Personal information
- Date of birth: 11 June 1915
- Place of birth: Sofia, Bulgaria
- Date of death: 19 April 2000 (aged 84)
- Place of death: Sofia, Bulgaria
- Position: Striker

Youth career
- 1929–1932: Luben Karavelov

Senior career*
- Years: Team / Apps / (Gls)
- 1932–1935: Botev Sofia
- 1935–1939: Slavia Sofia / 44 / (26)
- 1939–1948: Lokomotiv Sofia / 107 / (48)

International career
- 1937–1948: Bulgaria / 18 / (3)

Managerial career
- 1948–1964: CSKA Sofia
- 1954–1960: Bulgaria
- 1966–1968: Beroe Stara Zagora
- 1968–1969: Beşiktaş

= Krum Milev =

Bulgarian footballer and manager

Krum Milev (Крум Милев) was a Bulgarian football player and manager. He is often considered as the most successful Bulgarian coach.

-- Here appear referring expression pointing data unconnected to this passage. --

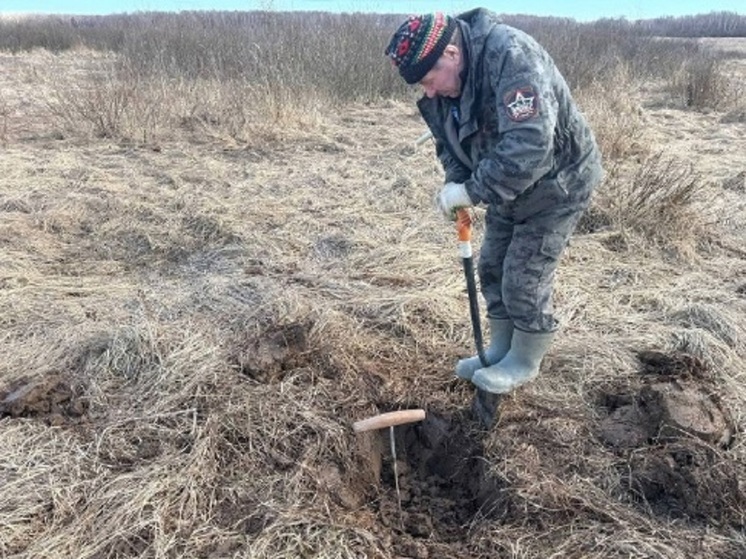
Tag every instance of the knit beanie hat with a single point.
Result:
(418, 44)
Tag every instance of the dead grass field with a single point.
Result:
(190, 328)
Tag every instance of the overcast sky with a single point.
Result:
(579, 9)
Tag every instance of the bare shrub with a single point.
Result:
(615, 113)
(701, 84)
(663, 202)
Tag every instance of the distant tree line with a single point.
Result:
(60, 32)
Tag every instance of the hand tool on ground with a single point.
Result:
(390, 420)
(484, 404)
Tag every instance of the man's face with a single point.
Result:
(443, 78)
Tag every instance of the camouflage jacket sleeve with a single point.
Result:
(519, 144)
(455, 171)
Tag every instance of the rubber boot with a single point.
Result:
(501, 332)
(520, 364)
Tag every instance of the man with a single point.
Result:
(509, 136)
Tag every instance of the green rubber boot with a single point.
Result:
(520, 364)
(501, 332)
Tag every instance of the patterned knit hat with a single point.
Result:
(418, 44)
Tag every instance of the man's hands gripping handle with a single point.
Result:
(452, 197)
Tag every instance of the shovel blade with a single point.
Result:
(484, 407)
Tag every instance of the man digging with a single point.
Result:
(509, 136)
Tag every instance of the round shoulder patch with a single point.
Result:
(521, 104)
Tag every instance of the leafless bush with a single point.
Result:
(664, 202)
(700, 83)
(615, 113)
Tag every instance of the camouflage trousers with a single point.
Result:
(518, 260)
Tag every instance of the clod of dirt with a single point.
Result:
(666, 411)
(276, 351)
(442, 480)
(685, 480)
(671, 365)
(51, 398)
(669, 431)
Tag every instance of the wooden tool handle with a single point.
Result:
(389, 419)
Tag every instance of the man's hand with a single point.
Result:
(452, 197)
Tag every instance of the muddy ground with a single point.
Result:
(191, 328)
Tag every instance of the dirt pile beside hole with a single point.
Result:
(281, 348)
(673, 432)
(443, 486)
(52, 399)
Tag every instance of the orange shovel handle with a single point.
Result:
(463, 225)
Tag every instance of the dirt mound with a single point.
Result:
(434, 484)
(672, 432)
(53, 399)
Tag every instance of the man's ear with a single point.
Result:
(452, 51)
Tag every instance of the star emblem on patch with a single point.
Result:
(521, 104)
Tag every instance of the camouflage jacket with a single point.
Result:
(515, 137)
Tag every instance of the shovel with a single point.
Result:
(484, 404)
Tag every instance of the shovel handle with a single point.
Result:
(389, 419)
(463, 225)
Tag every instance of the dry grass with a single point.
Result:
(201, 319)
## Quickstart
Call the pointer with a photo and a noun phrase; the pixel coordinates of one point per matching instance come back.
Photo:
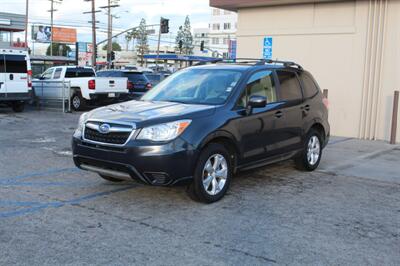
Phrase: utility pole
(26, 22)
(94, 46)
(52, 10)
(111, 4)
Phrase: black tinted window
(57, 73)
(15, 64)
(136, 77)
(309, 87)
(290, 86)
(79, 73)
(261, 84)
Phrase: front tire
(18, 106)
(111, 179)
(311, 154)
(212, 174)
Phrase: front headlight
(81, 123)
(164, 132)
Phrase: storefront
(9, 24)
(351, 47)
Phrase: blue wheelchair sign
(267, 49)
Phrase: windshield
(196, 86)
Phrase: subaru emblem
(104, 128)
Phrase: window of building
(216, 26)
(290, 86)
(261, 84)
(309, 86)
(227, 26)
(215, 40)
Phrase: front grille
(113, 137)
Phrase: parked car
(205, 123)
(155, 78)
(15, 78)
(138, 83)
(85, 86)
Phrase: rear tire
(18, 106)
(311, 154)
(111, 179)
(212, 175)
(78, 103)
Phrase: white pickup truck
(85, 86)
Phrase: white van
(15, 78)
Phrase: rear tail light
(29, 80)
(92, 84)
(130, 85)
(326, 102)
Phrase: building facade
(351, 47)
(222, 29)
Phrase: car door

He played for Botev Sofia, Slavia Sofia and Lokomotiv Sofia. He obtained 18 caps with Bulgaria.

He was the topscorer of the Bulgarian National Football Division 1937-38.

He managed CSKA Sofia, winning the Bulgarian league 11 times with them, Bulgaria, Beroe Stara Zagora and Beşiktaş.

Milev holds the record for the longest serving manager (of a single club) in Bulgarian football, having been in charge of CSKA Sofia for 16 years.